If so, try cleaning the rim of the bell jar and whatever it is sealing to.
Check for small cracks, and replace any gaskets with small cracks. Also, try to have as short a tube with as large an inner diameter as possible to reduce the load for the pump.

It's hard to be certain, but everything you wrote seems consistent with the interpretation that you have "out gassed" the water. Assuming that you cannot get your hands on a better vacuum pump or seal your chamber better, you could do the experiment with alcohol instead. Alcohol has a high vapor pressure, and should boil well in your chamber. If you don't have any pure alcohol, you could use something like bourbon or even beer. Beer would be particularly interesting as I believe you would pull all the carbonation out as well (just< dissolved carbon dioxide). You could finish the experiment by letting your kids try some flat alcohol-free beer. Suitable for minors, but probably not very good.

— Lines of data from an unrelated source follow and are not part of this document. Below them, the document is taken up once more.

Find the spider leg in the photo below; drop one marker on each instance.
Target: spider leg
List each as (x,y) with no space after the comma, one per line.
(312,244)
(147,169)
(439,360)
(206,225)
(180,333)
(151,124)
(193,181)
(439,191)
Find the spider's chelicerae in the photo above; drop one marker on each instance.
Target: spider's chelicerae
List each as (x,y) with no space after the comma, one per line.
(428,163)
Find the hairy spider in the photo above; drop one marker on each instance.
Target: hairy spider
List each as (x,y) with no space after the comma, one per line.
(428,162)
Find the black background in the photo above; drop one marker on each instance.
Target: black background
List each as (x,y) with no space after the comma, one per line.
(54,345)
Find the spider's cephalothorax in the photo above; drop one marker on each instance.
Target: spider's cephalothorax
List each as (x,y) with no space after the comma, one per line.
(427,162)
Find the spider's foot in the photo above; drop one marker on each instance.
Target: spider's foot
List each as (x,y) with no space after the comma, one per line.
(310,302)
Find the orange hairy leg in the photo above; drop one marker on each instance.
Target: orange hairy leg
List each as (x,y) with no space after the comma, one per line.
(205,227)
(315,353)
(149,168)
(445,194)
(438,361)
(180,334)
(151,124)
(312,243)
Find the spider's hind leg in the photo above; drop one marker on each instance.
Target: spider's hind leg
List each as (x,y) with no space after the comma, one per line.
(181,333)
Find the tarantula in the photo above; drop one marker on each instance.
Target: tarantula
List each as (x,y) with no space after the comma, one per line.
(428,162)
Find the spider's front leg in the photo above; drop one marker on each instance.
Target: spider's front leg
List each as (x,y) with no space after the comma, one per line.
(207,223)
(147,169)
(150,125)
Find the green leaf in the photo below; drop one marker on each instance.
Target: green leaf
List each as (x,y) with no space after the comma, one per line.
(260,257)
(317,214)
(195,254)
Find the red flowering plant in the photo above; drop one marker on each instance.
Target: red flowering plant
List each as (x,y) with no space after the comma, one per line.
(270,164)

I always use a small beaker of water. The water bubbles vigorously, and the temperature goes down, showing that boiling is really a vapor pressure phenomenon. Use more water if you want to avoid the problems of removing dissolved gases.

One thing to try is to first boil some water at 1 atm and this will remove the dissolved gases. Then try your experiment again. If you dont see the "boiling" then I think your friend is correct. You also can look up the Henry's law const for O₂ in the CRC handbook and determine the amount of oxygen that dissolves in tap water... also there will be some N₂ in there as well. And knowing the dissolved amount and using the ideal gas law you can calculate the VOLUME of oxygen bubbles that are created if you can degas the volume of water you started with. Then you can estimate the size and duration of bubbling to see if the volumes are aprroximately correct.

The initial bubbling is dissolved oxygen and nitrogen in the water. Water will boil in a vacuum but in doing so it looses heat very rapidly -- limiting the boiling rate. Usually you get a limited fast sublimation. Much more satisfying is ethanol or isopropal alcohol which have a higher vapor pressure and lower melting points. (I have seen benzene freeze-- but it is now classed as a carcinogen so isn't a good choice.)
The boiling of water is more pronounced if the water is held in a large hgeat sink -- i.e. something large enough to prevent the rapid cooling. On the other hand, placing a sealed thermometer in the dish makes the demo more impressive-- but be sure it is sealed! An electronic thermistor based one will work well -- but I have seen inexpensive LCD's damaged by vacuum despite their being sealed...
This is a case where the old red alcohol type works quite well.